L'action vise à soutenir l'installation agricole à travers des dispositifs favorisant la reprise des exploitations ou leur création, mais aussi à contribuer à la modernisation des entreprises agricoles, avec la perspective principale d'en améliorer la compétitivité.
La baisse des dotations est le reflet d'une série d'évolutions structurelles :
- l'augmentation du cofinancement communautaire de la dotation aux jeunes agriculteurs (DJA) de 50 % à 80 % (économie de 39 millions d'euros) ;
- la disparition du Fonds d'incitation et de communication à l'installation en agriculture (FICIA) au profit d'une affectation de la taxe foncière sur les plus-values sur les ventes de terrains agricoles rendus constructibles.
- à l'inverse, dans le cadre du « plan de compétitivité et d'adaptation des exploitations agricoles » (PCAE) l'engagement de l'État est porté à 56 millions d'euros (en AE). Le plan de compétitivité mobiliserait au total 200 millions d'euros, tous financeurs confondus, avec une contribution importante du FEADER (63 % dans les régions de transition, 53 % dans les autres régions). Il se substituerait aux interventions réalisées dans le cadre du plan de modernisation des bâtiments d'élevage (PMBE), du plan végétal pour l'environnement (PVE) et du plan de performance énergétique (PPE). Il correspond à un engagement pris par le Président de la République au sommet de l'élevage de 2013.

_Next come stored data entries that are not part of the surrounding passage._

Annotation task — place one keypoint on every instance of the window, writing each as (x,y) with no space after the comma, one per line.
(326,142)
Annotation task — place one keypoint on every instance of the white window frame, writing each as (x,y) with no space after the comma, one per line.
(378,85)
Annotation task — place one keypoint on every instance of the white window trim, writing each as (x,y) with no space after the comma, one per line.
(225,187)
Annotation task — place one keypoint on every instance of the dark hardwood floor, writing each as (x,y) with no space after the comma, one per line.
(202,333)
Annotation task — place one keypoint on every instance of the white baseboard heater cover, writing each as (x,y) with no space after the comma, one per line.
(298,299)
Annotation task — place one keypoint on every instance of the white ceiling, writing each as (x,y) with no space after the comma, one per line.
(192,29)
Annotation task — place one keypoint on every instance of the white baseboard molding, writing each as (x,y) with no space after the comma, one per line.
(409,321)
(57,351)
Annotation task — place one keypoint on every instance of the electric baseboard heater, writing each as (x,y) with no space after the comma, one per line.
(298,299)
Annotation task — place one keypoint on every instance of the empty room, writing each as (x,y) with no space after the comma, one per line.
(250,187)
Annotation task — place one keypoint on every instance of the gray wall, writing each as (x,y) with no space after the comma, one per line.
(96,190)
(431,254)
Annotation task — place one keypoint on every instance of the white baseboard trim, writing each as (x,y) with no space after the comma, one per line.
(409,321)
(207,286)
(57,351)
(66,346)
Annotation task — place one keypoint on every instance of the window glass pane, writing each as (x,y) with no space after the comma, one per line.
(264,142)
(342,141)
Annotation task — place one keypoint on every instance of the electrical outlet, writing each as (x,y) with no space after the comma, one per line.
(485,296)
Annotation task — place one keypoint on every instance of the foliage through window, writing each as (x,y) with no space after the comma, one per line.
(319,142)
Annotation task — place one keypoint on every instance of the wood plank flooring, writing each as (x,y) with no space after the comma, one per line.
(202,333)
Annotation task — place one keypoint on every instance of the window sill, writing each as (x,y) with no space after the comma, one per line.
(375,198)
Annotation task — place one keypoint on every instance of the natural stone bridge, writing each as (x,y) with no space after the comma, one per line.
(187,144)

Les annonces du sommet de l'élevage de Cournon Première priorité : soutenir l'élevage - Utilisation à plein de la faculté du couplage des aides ; - Création d'une prime à la vache laitière et d'une aide à l'engraissement ; - Mise en place d'aides d'encouragement à la production nationale de protéines végétales. Deuxième priorité : accompagner les agriculteurs des territoires fragiles - Revalorisation de l'ICHN dans les zones défavorisées ; - Fusion de la prime herbagère avec l'ICHN à compter de 2015 ; - Relèvement du plafond de l'ICHN (75 ha). Troisième priorité : accompagner la modernisation des entreprises agricoles - Objectif de 6 000 installations de jeunes agriculteurs avec la réservation d'une enveloppe de 1 % des aides directes ; - Amélioration des instruments de prévention et de gestion des risques ; - Plan pour la compétitivité et l'adaptation des exploitations avec constitution d'un fonds de modernisation affecté prioritairement aux bâtiments d'élevage ; - Favoriser le « bio » avec un objectif de doublement des surfaces. Quatrième priorité : mieux répartir les aides - Promouvoir la convergence du revenu aidé ; - Promouvoir l'harmonisation fiscale et sociale en Europe avec notamment l'adoption d'un salaire minimum dans les pays européens et l'alignement des normes sanitaires ; - Surdotation des 52 premiers hectares des exploitations (objectif de 20 % à l'horizon 2018). |
La réussite du plan dépendra largement de ses détails d'exécution.
Alors que 200 millions d'euros devaient lui être consacrés chaque année, le PCAE semble tarder à réunir les moyens annoncés.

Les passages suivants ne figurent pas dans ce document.